So.
It’s almost July, the moon just started another cycle, and the serviceberries are ripe and ready for picking!
I went out for about an hour on Friday and picked from a good half a dozen trees (along Preston St, mostly) that were mostly almost-but-not-quite ripe. By Saturday evening, the trees in Dundonald Park and along Glouchester St were already dropping over-ripe berries. I’ll be going out again in the next 36 hours to see if I can’t harvest a Big Heap of berries to put in the (chest) freezer. I figure if I keep that up every couple of days, I’ll have a good store of frozen fruit to get me started on the rest of the year.
Last year, I made something like three litres of serviceberry jam, and 2-4L frozen serviceberries. So Somewhere between one and two gallons of fruit, harvested over a couple of weeks from something like a dozen+ different trees in my neighbourhood. I’m hoping to duplicate that (or up it) this year but, rather than putting half (or more) of my harvest into jam, I’d like to stick mostly to freezing it. With the chest freezer, I’ve got the added space necessary to do stuff like that, and it’ll mean that I’m preserving fruit without adding a big bucket of sugar to the mix[1].

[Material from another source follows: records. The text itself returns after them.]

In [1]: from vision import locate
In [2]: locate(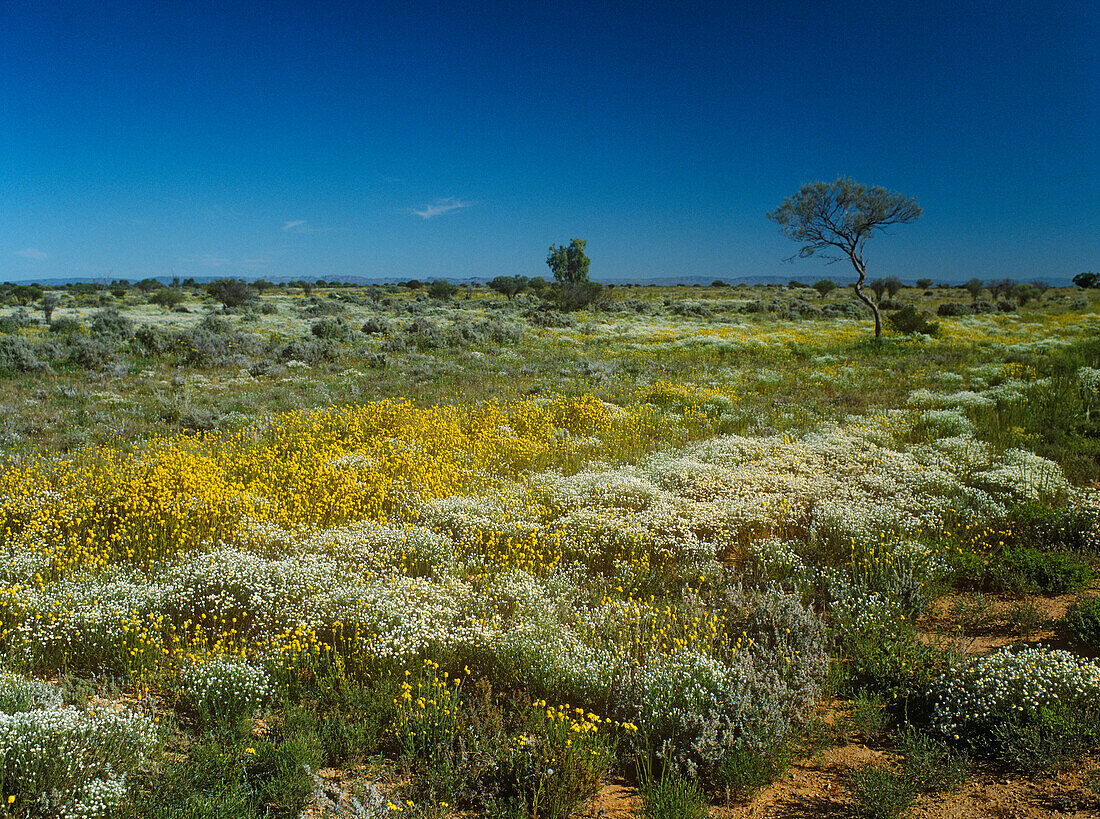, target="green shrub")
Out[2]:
[635,765,710,819]
[898,729,969,794]
[50,316,84,335]
[887,305,939,336]
[1062,595,1100,651]
[932,649,1100,771]
[985,546,1093,595]
[88,307,134,341]
[848,765,916,819]
[309,318,352,342]
[0,335,46,373]
[0,708,160,817]
[847,693,890,742]
[988,704,1100,774]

Here’s hoping that Hidden Harvest Ottawa has a few picks active in my area that I can get in on, as well, because Free Fruit is always helpful. 🙂
TTFN,
Meliad the Birch Maiden.
[1] Yeah. Here’s the thing: Water-bath-canning is wonderful, when you have more shelf-space than fridge space and/or when rolling black-outs are a concern in your area[2]. BUT I find that fruit butters are a lot more versatile (and have better binding ability when used in baked goods), have a lower sugar content (rather than 1:1 sugar to fruit, your starting point is more like 1:16 which boils down (literally) to about 1:4), and a really velvety texture than jam typically doesn’t have. I really appreciate having the option of freezing a LOT of something, when it’s available, though, because that gives me just the fruit or just the veggies, without having to change up their flavour or texture too much with pickling or sweet-preserving them.
[2] Plus I’ve basically got it through my head that I can use jam in lieu of sugar, pretty much at a 1:1 ratio, in any baked good[3], so it’s not like I’m stuck going “how much toast am I going to eat, really??”
[3] You just have to remember to cut down the Wet Stuff content (less oil, less sour milk, fewer eggs, that kind of thing) or up the Dry Stuff content (usually this means adding half a cup of flour or flour-like-substance… it typically works out fine).